Regulatory Writer – Remote – Studentjob.co.uk
Regulatory Writer – Remote – Studentjob.co.uk
2 days ago Be among the first 25 applicants
We are currently partnering with a leading global medical communications agency to support their search for an experienced Regulatory Medical Writer. This is a fantastic opportunity to contribute to meaningful regulatory submissions across a variety of therapeutic areas, working with a highly collaborative and well-established team.
About the Role:
This position involves the development of high-quality, accurate, and compliant documentation to support global regulatory submissions. You will work closely with internal teams and external clients to ensure that deliverables meet both scientific and regulatory standards.
Key Responsibilities:
- Write and edit a variety of regulatory documents (e.g., clinical study reports, protocols, CTD clinical summaries, investigator brochures) across multiple therapeutic areas
- Ensure all documents are clear, accurate, and aligned with relevant regulatory guidelines and client expectations
- Review and quality-check clinical documentation, data outputs, and other supporting materials
- Liaise with client teams to manage timelines, address queries, and resolve content or compliance issues
- Conduct background research to confirm references and stay aligned with current regulatory requirements
- Work across multiple projects while maintaining high standards and meeting deadlines
Requirements:
- Previous experience producing regulatory documentation within a medical communications agency or pharmaceutical environment
- Strong understanding of regulatory writing standards and processes (e.g., ICH, GCP)
- Life sciences degree (advanced degree preferred)

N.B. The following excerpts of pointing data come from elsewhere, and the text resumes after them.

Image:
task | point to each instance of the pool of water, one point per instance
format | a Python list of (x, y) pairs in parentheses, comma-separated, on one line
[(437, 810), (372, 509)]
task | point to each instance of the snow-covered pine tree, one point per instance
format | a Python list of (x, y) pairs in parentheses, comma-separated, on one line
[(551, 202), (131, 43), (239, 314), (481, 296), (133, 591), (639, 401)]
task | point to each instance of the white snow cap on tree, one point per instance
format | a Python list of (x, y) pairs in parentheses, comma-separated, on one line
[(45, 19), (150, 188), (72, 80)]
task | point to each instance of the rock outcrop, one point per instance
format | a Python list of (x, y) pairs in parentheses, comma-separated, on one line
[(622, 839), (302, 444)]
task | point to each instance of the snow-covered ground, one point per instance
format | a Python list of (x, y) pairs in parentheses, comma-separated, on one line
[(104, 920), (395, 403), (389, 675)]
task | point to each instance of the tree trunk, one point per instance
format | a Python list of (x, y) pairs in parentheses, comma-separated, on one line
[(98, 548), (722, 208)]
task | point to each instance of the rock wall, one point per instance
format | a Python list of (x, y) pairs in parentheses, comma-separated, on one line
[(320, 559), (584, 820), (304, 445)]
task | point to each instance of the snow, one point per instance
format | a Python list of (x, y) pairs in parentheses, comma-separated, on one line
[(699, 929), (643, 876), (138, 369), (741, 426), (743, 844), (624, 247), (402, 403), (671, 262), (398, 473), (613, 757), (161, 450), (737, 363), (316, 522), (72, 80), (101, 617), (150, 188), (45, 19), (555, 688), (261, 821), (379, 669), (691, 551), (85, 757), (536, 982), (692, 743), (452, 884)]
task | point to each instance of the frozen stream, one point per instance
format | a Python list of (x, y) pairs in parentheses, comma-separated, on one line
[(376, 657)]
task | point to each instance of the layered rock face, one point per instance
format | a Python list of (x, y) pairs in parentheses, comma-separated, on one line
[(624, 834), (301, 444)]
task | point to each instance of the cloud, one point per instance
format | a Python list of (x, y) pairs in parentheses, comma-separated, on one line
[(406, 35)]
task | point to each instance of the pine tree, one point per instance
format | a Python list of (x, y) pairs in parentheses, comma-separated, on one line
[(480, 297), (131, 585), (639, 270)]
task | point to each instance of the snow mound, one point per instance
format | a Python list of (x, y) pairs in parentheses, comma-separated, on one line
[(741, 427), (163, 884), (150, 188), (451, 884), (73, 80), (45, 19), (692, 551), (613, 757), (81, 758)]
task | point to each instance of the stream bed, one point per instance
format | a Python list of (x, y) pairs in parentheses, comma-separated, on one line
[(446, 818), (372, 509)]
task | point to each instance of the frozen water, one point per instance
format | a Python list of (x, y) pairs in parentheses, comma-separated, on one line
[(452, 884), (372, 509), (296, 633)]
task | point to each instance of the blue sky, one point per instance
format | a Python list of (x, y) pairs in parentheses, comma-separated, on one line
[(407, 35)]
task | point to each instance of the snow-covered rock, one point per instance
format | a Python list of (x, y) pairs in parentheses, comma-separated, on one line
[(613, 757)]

- High attention to detail, critical thinking, and the ability to work independently or as part of a team
- Experience with reviewing protocols, statistical analysis plans, and clinical data
- Excellent verbal and written communication skills
What’s on Offer:
This role offers the opportunity to work in a high-impact environment with a global client base, excellent support systems, and the ability to work remotely or flexibly. You will also benefit from structured career development, internal training, and a strong culture of collaboration and professionalism.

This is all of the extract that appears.